Can you please call QueuedThreadPool.setDetailedDump(true) either in the code or via JMX, and dump the server again with this new setting and the system in borked state?

Also, can you please compare and tell us if your WorkaroundManagedSelector is exactly equal to what we have in the experimental project? I ask because the minimum code change in this component may render the server invalid.

I hate to say, but I have to, can you move to Linux? I mean, even if we get this one worked around properly (which is not guaranteed), how long before you hit another Windows NIO issue?
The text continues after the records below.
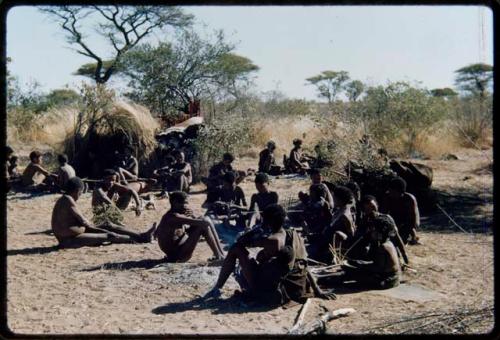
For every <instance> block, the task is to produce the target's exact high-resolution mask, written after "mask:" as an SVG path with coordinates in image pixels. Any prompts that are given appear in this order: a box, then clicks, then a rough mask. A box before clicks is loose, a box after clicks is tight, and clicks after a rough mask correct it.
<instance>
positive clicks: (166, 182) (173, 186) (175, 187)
mask: <svg viewBox="0 0 500 340" xmlns="http://www.w3.org/2000/svg"><path fill="white" fill-rule="evenodd" d="M172 156H174V158H175V163H173V164H172V165H171V166H170V167H169V171H168V172H165V173H164V177H165V181H164V183H165V186H164V188H163V190H164V191H166V192H171V191H184V192H186V193H188V192H189V186H190V185H191V183H192V182H193V174H192V170H191V165H190V164H189V163H187V162H186V161H185V156H184V153H183V152H181V151H179V150H175V151H173V152H172Z"/></svg>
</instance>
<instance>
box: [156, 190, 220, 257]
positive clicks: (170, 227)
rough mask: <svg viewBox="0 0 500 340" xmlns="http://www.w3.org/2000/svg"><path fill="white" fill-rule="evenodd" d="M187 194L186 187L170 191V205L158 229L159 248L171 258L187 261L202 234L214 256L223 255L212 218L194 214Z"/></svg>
mask: <svg viewBox="0 0 500 340" xmlns="http://www.w3.org/2000/svg"><path fill="white" fill-rule="evenodd" d="M187 197H188V196H187V194H186V193H185V192H183V191H174V192H172V193H171V194H170V195H169V200H170V206H171V208H170V210H169V211H168V212H167V213H166V214H165V215H163V217H162V219H161V221H160V224H159V225H158V229H157V230H156V233H155V238H157V239H158V245H159V246H160V249H161V250H162V251H163V252H164V253H165V254H166V257H167V261H169V262H187V261H189V259H191V257H192V256H193V252H194V249H195V248H196V245H197V244H198V240H199V239H200V237H201V236H203V237H204V238H205V240H206V241H207V243H208V246H209V247H210V249H211V250H212V252H213V255H214V257H213V259H214V260H221V259H223V258H224V251H223V250H222V246H221V244H220V240H219V236H218V235H217V231H216V230H215V227H214V225H213V223H212V221H211V220H210V218H208V217H195V216H194V214H193V212H192V210H191V209H190V208H189V206H188V203H187Z"/></svg>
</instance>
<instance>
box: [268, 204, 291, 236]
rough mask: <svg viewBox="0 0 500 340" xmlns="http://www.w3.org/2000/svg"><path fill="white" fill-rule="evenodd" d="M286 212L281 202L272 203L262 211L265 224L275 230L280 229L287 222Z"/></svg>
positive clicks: (271, 229) (274, 231) (271, 228)
mask: <svg viewBox="0 0 500 340" xmlns="http://www.w3.org/2000/svg"><path fill="white" fill-rule="evenodd" d="M285 217H286V212H285V209H283V207H282V206H281V205H279V204H270V205H268V206H267V207H266V209H264V211H263V212H262V218H263V220H264V222H263V223H264V224H267V225H269V226H270V227H271V230H272V231H273V232H276V231H278V230H279V229H280V228H281V227H282V226H283V223H285Z"/></svg>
bhawani1978 commented 3 years ago

@sbordet thanks for the update.

Our WorkaroundManagedSelector and WorkaroundServerConnector is exactly same, line by line. I will try to enable QueuedThreadPool.setDetailedDump(true) get more details. Also we are thinking about moving to Linux but will take sometime.

Also I noticed that issue starts with intermittent timeout for some requests, where one fails one time passes next time. It takes hours before completely shutting this down for us.

github-actions[bot] commented 2 years ago

This issue has been automatically marked as stale because it has been a full year without activity. It will be closed if no further activity occurs. Thank you for your contributions.

github-actions[bot] commented 2 years ago

This issue has been closed due to it having no activity.